I’ll be honest — I’ve had a couple of days now of nagging worry. Tuesday I slipped on a pair of pants that I was unable to button just last week and the dang things fit. I thought maybe it was a fluke so I tried on another pair and sure enough, it fit too. I mean, they fit OK but not awfully comfortably. The same thing happened Wednesday, I don’t know. I find it unsettling. And I know that weight fluctuation is normal, and that my belly was mostly water and gas throughout the first trimester, and that that has a tendency to settle or even out or change as the weeks pass. But I still do not like the feeling of steady growth suddenly shrinking.
I am trying not to worry but the brain goes to dark places when in doubt. As soon as I find “yes, this is normal” reassurances on mommy message boards, I click on something that turns out to be tragic. What good is worrying? I ask myself. You can’t do anything about it. What’s happening is what’s happening. Let it happen and just have faith that things will work out as they need to work out. But, well, faith alone doesn’t grow healthy babies.
Of course on the most basic level I have faith and hope that things are fine. I feel fine. Things surely are fine.

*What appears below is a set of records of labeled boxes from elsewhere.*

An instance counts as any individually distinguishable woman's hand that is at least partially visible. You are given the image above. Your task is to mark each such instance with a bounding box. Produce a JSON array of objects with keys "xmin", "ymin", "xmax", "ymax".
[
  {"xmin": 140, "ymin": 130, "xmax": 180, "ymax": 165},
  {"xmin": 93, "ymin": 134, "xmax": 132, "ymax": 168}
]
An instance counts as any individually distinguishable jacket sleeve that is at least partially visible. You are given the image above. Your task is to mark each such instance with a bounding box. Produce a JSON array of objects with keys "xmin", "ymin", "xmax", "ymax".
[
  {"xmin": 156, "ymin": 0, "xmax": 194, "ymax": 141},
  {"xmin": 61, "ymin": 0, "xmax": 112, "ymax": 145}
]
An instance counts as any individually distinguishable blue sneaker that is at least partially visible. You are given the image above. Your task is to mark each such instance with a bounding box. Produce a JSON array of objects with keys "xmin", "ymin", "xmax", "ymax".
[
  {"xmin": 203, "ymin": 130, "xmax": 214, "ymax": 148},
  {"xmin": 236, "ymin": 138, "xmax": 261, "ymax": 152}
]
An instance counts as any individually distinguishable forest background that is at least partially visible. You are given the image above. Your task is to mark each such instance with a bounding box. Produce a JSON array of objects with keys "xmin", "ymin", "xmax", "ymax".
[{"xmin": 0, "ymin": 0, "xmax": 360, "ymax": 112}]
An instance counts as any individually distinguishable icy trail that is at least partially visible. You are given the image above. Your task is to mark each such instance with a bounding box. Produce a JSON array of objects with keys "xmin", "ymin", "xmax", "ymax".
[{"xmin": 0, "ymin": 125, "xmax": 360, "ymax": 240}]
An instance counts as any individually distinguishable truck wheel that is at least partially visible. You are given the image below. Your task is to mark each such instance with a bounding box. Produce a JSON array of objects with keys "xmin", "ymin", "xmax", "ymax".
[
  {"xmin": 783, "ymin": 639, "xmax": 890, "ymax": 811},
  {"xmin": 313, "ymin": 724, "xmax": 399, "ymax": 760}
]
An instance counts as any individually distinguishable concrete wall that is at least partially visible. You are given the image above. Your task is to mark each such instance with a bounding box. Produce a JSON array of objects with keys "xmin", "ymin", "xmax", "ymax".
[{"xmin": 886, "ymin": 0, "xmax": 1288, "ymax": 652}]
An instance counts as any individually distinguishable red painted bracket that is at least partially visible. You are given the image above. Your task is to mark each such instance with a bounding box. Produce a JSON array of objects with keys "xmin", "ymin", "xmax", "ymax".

And yet, when the night grows quiet and it’s just me awake, lying there with my hands on my stomach, trying to divine some sense of the life that’s inside me, I whisper my pleas: “Please, baby. Don’t leave.” And the morbid part of me strains in the acute hope that I am not already talking to a ghost.
I mean, how do you really know, during these long pauses between midwife or doctor visits?
I don’t necessarily want to rush through what has been an admittedly laid-back pregnancy so far, but I do long to be at a point where I can feel the baby moving. Just so I can know what’s going on. That something IS going on. I suppose, if you take this to its logical end, it means I am going to be a bit of a meddler in my child’s life. I’ve had plenty of practice as a hovering art director; I see no reason to relinquish my nosiness now when it will surely be of more use to the world.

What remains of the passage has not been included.